Manulife Investment Management has acquired a 10-acre industrial parcel of land and a 108,500-square-foot building in an Ottawa industrial park on behalf of its Canadian Pooled Real Estate Fund.
The property has been acquired with an eye to future redevelopment, considering the city’s rapidly growing industrial sector and very low industrial vacancy rate of about 3.4 per cent.
Financial details were not disclosed.
“Acquiring strategic infill redevelopment sites in established industrial nodes is an important part of our build-to-core program to grow our industrial portfolio,” said Gregory Sweeney, Manulife Investment Management’s head of Canadian real estate investments, in the announcement Friday.
The property at 2105 Bantree Rd. is adjacent to the Innes Business Park, in the city’s largest centrally located industrial submarket, and is currently zoned for heavy industrial uses.
Manulife also manages the business park.
Manulife’s second recent Ottawa-Gatineau acquisition
Ottawa’s Belfast-Sheffield industrial submarket offers excellent highway access, which provides connectivity to major shipping routes and downtown is just a few moments away. Manulife considers the property an “attractive redevelopment opportunity.”
It is the second real estate purchase for Manulife in the region this week. The firm acquired Le Vibe, a two-building, 181-unit luxury apartment complex in neighbouring Gatineau, across the Ottawa River in Quebec, for $63 million.
Le Vibe is Manulife’s first multifamily acquisition in the region.
During the recent Ottawa Real Estate Forum, Sweeney was a member of the industrial panel and made reference to the pending acquisition. Noting the city’s strong fundamentals, and its strategic location between Montreal (about a two-hour drive) and Toronto (about 3.5 hours via major highways), he suggested its small but growing industrial sector should continue to flourish.
“It’s an infill redevelopment opportunity where we’ll likely build a couple of hundred thousand square feet over time,” he said of the Bantree site.
Ottawa’s changing industrial sector
Manulife owns more than 20 properties in Ottawa and Gatineau and its industrial tenants are bursting at the seams.
“When we look at the tenants for our portfolio, we are 100 per cent occupied,” Sweeney said during the forum. “Those tenants, they need room to grow and to expand.
“We need room for new entrants to come into the market. So the possibility of this, for lack of a better word, ‘repositioning’ of the Ottawa market, to being more than it once was, is all positive.”
Although not traditionally a major industrial city in addition to being land-constrained and a difficult market to break into, Sweeney said Manulife has a strong interest in Ottawa.
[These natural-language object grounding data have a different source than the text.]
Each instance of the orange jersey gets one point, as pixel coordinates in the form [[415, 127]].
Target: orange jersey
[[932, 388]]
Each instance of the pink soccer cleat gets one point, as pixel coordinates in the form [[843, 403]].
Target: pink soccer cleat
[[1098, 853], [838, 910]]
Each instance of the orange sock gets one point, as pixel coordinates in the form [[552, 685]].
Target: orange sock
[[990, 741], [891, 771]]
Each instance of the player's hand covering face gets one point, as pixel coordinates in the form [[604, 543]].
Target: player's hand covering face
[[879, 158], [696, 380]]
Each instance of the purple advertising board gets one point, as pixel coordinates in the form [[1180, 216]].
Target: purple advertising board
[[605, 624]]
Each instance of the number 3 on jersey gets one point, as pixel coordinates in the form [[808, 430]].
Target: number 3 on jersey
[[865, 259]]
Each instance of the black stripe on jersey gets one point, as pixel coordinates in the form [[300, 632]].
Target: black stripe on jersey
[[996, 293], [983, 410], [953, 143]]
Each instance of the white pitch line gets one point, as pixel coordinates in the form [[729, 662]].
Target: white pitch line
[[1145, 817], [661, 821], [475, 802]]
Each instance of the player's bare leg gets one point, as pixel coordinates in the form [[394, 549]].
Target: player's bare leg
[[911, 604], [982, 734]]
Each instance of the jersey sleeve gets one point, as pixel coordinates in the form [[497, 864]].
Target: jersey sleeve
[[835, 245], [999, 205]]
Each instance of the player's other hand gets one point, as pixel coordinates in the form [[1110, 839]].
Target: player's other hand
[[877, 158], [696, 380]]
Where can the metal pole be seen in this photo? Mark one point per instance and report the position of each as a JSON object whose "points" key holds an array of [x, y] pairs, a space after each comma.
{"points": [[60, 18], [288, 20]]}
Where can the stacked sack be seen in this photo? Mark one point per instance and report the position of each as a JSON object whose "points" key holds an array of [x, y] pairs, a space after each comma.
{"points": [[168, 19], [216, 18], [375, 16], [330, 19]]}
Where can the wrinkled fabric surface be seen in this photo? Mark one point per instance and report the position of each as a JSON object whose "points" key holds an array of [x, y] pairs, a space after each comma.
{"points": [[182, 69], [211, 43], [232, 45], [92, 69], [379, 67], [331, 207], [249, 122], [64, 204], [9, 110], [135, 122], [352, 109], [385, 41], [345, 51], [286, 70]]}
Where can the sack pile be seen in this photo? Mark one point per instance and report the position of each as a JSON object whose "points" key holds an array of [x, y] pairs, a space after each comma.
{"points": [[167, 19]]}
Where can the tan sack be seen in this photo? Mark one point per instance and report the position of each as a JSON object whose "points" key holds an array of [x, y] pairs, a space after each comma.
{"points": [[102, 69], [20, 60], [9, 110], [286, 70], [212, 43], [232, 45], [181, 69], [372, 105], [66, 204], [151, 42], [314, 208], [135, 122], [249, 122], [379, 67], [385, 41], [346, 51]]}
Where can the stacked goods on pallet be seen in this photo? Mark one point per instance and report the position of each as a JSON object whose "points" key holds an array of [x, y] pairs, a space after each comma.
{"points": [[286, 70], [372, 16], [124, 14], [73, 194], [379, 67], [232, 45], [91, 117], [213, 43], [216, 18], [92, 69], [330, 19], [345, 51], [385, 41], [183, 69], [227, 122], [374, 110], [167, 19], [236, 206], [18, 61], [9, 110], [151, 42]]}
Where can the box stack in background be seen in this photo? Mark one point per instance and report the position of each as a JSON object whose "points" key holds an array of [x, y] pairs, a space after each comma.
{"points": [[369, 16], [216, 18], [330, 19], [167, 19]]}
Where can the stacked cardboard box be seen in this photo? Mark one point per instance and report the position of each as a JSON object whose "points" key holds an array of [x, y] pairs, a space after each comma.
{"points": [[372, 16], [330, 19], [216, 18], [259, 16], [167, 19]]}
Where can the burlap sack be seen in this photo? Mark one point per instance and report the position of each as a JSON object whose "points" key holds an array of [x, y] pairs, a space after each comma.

The arrival of e-commerce giant Amazon in a big way during the past 18 months – Montreal-based Broccolini has already built a million-square-foot warehouse in the East End for Amazon and is now building a 2.88-million-square-foot, multi-level distribution centre in suburban Barrhaven – has elevated that interest.
“Broccolini, Amazon they are clearly trailblazing a path here,” Sweeney noted. “We are seeing the National Capital Business Park being rumoured for 100 acres of additional development. I actually think it’s all positive for the market.”
In total, CBRE senior vice-president Nico Zentil recently reported about four million square feet of new space (including Amazon’s warehouses) — or about 12.5 per cent of total inventory — is coming into the market.
Average asking rates are at $10.41 per square foot, the third-highest rate in Canada, and the market saw 120,000 square feet of net absorption in Q3 2020 alone.
Manulife sees good results from Ottawa
“Ottawa has actually performed, within our portfolio, on par with Toronto, Montreal and Vancouver over the past 10 years,” Sweeney noted. “Ottawa has always been that stable market and will continue to be a very very stable market.
“We continue to be bullish on Ottawa. This year alone, it will probably be the biggest net investment market for us.”
All of this is leading Manulife and others to re-evaluate their development options.
“(We’re) also looking inward at our own portfolio where we’ve got some buildings that are older-vintage, less functional, maybe have some excess land on them as well,” he said.
“Absolutely I think we’ll be undertaking development in the next couple of years in Ottawa and I think we’d even look at doing it on a speculative basis.
“I think the fundamentals in this market are pretty tremendous.”